We are not the first who have looked at this approach in the migration field – and no doubt won’t be the last because people love to do research – but what we’ve been trying to do is take the good work of Hope Not Hate and British Future and others to build a picture of how people FEEL about immigration and how we can understand whether they are influenced by messaging, and the types of messaging that might affect their thinking and behaviours. From this work we are considering strategies on how to have a positive impact on people’s attitudes and behaviours.
The information we have used includes data on:
- Attitudes to migration, asylum, diversity and cohesion
- Attitudes to Brexit and the EU
- Psychological and motivational factors
- Geo-demographic and regional patterns and correlations
Before we take a quick look at the types of people who hold strong views about migration, as well we those whose opinions are more nuanced, a word about segmentation.
People can rarely be categorised. While we may all have deeply held views on a variety of issues, we are all human, fallible and contradictory! That is the joy of being a human. If we could just say, ‘A man aged 50 will be anti- immigration’, our work would be easy.
People also rarely like to be categorised as individuals are unique. For example, many of you will have been told about an ‘anxious middle’ which exists in the UK. People might have concerns and anxieties about immigration, but they certainly won’t see themselves as anxious, indeed they will feel that their concerns are legitimate and rational! Which is why I am always little nervous about using labels as part of audience segmentation. One of the big challenges of audience segmentation is labels are created as a shortcut and then we start using them externally.

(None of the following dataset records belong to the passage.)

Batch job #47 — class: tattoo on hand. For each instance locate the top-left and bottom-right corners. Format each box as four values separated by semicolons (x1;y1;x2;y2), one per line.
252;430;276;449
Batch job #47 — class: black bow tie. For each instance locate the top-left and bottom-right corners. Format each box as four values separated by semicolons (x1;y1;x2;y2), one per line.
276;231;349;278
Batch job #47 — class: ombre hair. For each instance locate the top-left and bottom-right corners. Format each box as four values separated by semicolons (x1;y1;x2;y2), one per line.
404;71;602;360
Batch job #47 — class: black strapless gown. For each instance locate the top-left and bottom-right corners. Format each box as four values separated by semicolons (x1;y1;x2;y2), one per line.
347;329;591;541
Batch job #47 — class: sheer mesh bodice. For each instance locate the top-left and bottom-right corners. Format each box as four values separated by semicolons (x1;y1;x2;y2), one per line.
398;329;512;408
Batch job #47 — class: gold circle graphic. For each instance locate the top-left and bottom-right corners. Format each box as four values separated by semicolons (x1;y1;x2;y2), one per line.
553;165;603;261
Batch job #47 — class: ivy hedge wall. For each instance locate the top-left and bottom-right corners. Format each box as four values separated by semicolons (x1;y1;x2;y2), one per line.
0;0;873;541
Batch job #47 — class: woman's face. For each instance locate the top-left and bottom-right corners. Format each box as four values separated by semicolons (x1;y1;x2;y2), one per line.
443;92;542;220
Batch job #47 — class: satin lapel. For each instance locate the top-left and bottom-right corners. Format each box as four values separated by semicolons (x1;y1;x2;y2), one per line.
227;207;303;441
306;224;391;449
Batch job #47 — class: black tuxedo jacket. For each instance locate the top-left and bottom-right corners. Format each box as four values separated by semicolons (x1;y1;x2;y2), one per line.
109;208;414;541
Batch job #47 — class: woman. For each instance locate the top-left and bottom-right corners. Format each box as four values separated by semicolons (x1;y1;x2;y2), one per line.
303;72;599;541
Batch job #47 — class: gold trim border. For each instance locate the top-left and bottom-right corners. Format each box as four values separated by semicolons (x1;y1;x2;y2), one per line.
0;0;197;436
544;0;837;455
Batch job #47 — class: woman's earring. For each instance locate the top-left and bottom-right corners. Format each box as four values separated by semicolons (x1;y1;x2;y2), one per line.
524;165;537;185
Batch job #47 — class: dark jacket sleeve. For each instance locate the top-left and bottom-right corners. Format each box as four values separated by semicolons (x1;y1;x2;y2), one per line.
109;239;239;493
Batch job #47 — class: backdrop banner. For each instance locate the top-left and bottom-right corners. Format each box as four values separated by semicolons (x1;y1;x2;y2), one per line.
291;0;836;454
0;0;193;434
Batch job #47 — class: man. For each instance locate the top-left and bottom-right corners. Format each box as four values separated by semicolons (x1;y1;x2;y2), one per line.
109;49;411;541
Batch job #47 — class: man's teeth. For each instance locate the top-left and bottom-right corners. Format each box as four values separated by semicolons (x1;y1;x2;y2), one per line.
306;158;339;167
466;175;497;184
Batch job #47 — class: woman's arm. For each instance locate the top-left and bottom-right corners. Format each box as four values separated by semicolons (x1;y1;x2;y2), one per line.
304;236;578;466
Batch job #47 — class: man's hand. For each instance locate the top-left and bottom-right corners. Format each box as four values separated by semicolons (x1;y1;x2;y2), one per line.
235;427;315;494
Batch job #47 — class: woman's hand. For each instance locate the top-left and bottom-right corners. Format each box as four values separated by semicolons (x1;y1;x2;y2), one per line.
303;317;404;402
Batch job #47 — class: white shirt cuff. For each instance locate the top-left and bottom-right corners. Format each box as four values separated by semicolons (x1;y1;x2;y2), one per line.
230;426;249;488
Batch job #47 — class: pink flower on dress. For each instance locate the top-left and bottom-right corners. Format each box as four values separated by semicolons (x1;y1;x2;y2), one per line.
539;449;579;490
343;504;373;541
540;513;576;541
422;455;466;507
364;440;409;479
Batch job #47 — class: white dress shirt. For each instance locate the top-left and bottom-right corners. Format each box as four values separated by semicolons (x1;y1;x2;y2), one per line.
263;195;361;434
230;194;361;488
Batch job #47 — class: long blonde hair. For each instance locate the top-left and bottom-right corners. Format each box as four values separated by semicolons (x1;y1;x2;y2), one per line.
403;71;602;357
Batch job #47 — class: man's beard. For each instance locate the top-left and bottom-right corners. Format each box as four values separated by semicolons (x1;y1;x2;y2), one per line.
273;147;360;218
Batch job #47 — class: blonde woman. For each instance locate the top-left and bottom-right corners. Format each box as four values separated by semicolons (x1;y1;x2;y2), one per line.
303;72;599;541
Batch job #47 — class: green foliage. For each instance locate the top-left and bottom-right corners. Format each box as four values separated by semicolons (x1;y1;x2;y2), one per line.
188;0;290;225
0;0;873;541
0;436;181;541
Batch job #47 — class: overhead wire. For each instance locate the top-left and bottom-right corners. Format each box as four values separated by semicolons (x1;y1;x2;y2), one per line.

The groups of people we’ve identified fall into one of four groups which have been labelled:
More detailed information about the segments is available here.
In brief though, the Liberals are our base at IMIX. They believe that people who make their home in the UK should be welcome and that they add value to communities and society.
This group supports refugees and asylum seekers, they will visit people held in detention centres and they think that migrants who work here are contributors. We look to this group to carry our messages to their friends and families; to champion the cause and generally do good things to help and support migrants.
The next two groups make up this ‘persuadable / anxious middle’. We’ve separated them out as we think their nervousness about migration is so fundamentally different, you can’t lump them together.
The Grafters usually live in areas where there has been historically higher migration and high migration now, they live in the north and midlands. They often worry about the economic future of their families and friends and believe that hard work should get you somewhere. In this grouping you’ll find many people of colour.
When we think about how to influence them, we think about their values, they reckon everyone should be given a fair chance at making life better for their family. We tap into that. We also use clear cut language and focus on the here and now.
The Traditionalists on the other hand live in areas which have lower historical and current migration, in the suburbs. Their defining feature is they don’t like cultural difference, for this group integration is hugely important as is contribution. Our colleagues at British Future do a lot of work to engage them on shared history. When we talk to them about migration, we reassure them and try to put them at ease. We talk about the shared values of pride in Britain.
Lastly, there are the Sceptics. Overall, they live in areas which has seen more recent migration, places like my home town of Grantham in Lincolnshire. This group is more likely to be anti-EU; they don’t trust the government and are quite angry about the way things are in England – and predominately they are English over Scottish, Welsh or Northern Irish.
There is a lot of debate about how and whether to engage with this group, so we take our lead from Anat Shanker Osario a leading researcher in the US on audience insight. We do not look to find common ground with them, rather we look to contain, neutralise and defuse them in public debate.
All this information helps us shape campaigns and interventions to persuade people of the value of migration, but ultimately the thing that works best is the power of personal stories. We saw this through the Windrush campaign where people from all walks of life found themselves siding with the Windrush Generation due to the heart-wrenching but identifiable stories.
To conclude, some people have entrenched views which are immovable; others can be persuaded. Those who can be persuaded, can be persuaded by migration supporters as well as detractors. Getting the message right, through the right channel, at the right time is key to success. And tell stories, facts can be argued with, personal experience can’t.